The rate of single-family housing starts dropped 20.3 percent in September compared to September 2005, the U.S. Census Bureau and the Department of Housing and Urban Development announced today, while total housing starts dropped 17.9 percent.

Privately owned housing starts reached a seasonally adjusted annual rate of 1.77 million in September, which is about 5.9 percent above the revised August estimate. The seasonally adjusted annual rate is a projection of a monthly total over a 12-month period, adjusted for seasonal fluctuations in construction activity.

Single-family housing starts in September were at a rate of 1.43 million, which is about 4.3 percent above the August figure. The September rate for units in buildings with five units or more was 314,000.

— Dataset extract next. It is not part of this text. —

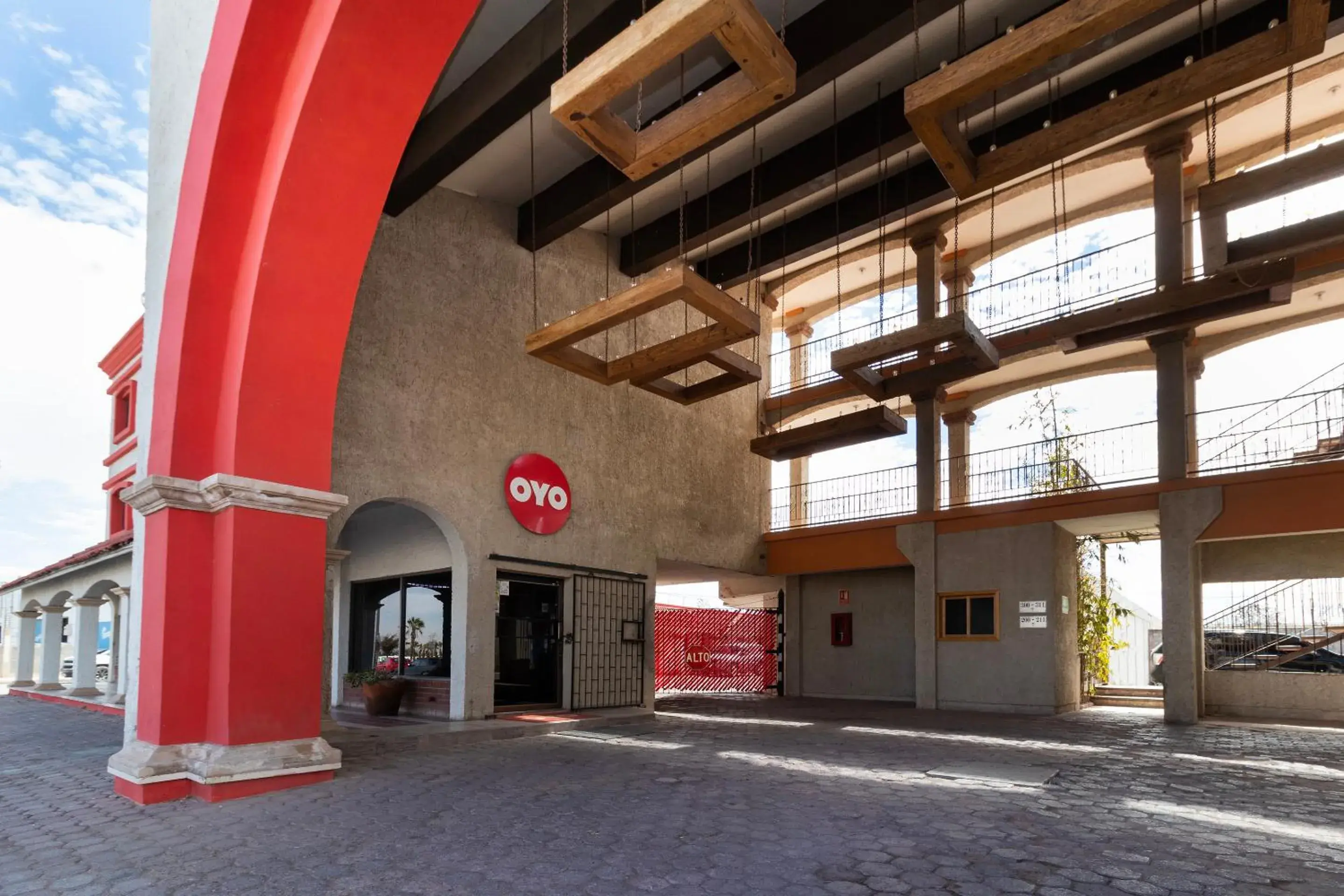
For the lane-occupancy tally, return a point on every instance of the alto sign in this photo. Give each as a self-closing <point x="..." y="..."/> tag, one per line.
<point x="538" y="493"/>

Meanwhile, privately owned housing units authorized by building permits in September were at a seasonally adjusted annual rate of 1.62 million, which is about 6.3 percent below the revised August rate and about 27.7 percent below the September 2005 estimate.

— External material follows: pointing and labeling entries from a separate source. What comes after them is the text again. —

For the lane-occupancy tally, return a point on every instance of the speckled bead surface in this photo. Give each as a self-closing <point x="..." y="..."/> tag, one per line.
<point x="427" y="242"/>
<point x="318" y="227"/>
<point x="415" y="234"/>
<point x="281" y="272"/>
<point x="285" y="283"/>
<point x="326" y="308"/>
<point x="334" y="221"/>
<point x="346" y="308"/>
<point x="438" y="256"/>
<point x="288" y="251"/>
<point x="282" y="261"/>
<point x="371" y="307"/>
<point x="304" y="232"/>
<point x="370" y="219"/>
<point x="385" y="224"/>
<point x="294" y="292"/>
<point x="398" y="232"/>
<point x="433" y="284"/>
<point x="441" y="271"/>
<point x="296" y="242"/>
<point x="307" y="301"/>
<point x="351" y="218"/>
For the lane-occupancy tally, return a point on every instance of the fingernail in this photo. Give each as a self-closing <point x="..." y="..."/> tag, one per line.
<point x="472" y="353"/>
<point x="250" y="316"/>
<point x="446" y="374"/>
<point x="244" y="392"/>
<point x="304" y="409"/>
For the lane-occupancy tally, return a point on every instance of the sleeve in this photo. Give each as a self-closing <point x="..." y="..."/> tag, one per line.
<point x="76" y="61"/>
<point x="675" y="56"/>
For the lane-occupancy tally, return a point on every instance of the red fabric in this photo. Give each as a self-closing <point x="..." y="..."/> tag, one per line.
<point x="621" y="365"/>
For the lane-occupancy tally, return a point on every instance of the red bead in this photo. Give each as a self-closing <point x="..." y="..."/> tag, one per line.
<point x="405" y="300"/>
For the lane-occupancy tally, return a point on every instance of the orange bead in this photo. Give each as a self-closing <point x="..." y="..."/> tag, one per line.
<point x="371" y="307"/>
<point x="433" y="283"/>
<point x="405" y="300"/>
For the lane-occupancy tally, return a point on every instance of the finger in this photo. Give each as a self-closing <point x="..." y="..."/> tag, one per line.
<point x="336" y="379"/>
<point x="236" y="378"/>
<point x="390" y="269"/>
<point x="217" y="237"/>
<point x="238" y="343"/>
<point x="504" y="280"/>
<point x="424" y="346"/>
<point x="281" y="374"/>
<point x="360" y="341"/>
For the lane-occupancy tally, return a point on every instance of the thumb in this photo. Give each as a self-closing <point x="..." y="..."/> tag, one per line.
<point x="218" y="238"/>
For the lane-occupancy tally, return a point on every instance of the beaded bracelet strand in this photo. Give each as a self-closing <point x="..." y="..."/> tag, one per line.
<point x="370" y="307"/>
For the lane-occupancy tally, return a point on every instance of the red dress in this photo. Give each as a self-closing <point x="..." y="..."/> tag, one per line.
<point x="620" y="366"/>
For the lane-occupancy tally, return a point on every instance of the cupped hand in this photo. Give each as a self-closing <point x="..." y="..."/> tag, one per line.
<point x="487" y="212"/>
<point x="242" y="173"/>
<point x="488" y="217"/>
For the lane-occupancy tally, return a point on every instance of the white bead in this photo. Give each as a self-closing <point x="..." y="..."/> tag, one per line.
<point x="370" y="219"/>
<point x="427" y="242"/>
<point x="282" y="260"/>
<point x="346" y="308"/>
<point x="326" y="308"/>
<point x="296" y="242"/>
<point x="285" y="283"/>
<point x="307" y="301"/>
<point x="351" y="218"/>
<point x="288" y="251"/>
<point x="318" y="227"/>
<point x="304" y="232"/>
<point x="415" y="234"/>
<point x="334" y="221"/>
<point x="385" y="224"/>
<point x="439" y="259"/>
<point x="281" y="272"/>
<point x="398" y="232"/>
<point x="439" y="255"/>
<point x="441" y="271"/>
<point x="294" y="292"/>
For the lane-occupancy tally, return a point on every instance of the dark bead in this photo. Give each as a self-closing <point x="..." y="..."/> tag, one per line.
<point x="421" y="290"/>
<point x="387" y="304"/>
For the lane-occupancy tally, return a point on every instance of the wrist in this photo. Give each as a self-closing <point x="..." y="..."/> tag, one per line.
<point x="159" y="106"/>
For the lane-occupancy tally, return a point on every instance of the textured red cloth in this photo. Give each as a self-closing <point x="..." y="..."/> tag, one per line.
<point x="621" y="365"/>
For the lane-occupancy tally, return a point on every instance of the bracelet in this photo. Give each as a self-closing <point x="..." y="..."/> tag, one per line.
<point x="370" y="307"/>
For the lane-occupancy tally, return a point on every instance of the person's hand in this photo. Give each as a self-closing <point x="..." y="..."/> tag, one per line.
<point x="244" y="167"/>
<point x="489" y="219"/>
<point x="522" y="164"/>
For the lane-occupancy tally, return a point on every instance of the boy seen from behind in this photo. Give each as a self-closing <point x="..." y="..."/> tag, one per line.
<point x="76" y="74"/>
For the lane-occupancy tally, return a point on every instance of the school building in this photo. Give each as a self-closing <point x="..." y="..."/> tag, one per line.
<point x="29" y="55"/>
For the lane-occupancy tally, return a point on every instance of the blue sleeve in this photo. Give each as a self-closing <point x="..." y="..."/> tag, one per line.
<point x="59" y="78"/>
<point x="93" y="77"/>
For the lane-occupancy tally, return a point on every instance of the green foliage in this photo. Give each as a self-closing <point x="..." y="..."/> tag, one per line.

Single-family building permit authorizations in September were at a rate of 1.21 million, which is about 6 percent below the August figure. Authorizations of units in buildings with five units or more were at a rate of 342,000 in September.

Privately owned housing completions in September were at a seasonally adjusted annual rate of 2.08 million, which is about 11.1 percent above the revised August estimate and about 7.2 percent above the September 2005 rate.

Single-family housing completions in September were at a rate of 1.73 million, which is about 7.1 percent above the August figure of 1.62 million. The September rate for units in buildings with five units or more was 316,000.

The Census Bureau and HUD noted that month-to-month changes in seasonally adjusted statistics can show irregular movements. It may take four months to establish an underlying trend for building permit authorizations, five months for total starts, and six months for total completions, the agencies noted.

Statistics in the report are estimated from sample surveys and are subject to sampling variability and nonsampling error including bias and variance from response, nonreporting, and undercoverage.

On average, the preliminary seasonally adjusted estimates of total building permits, housing starts and housing completions are revised about 1 percent, according to the report.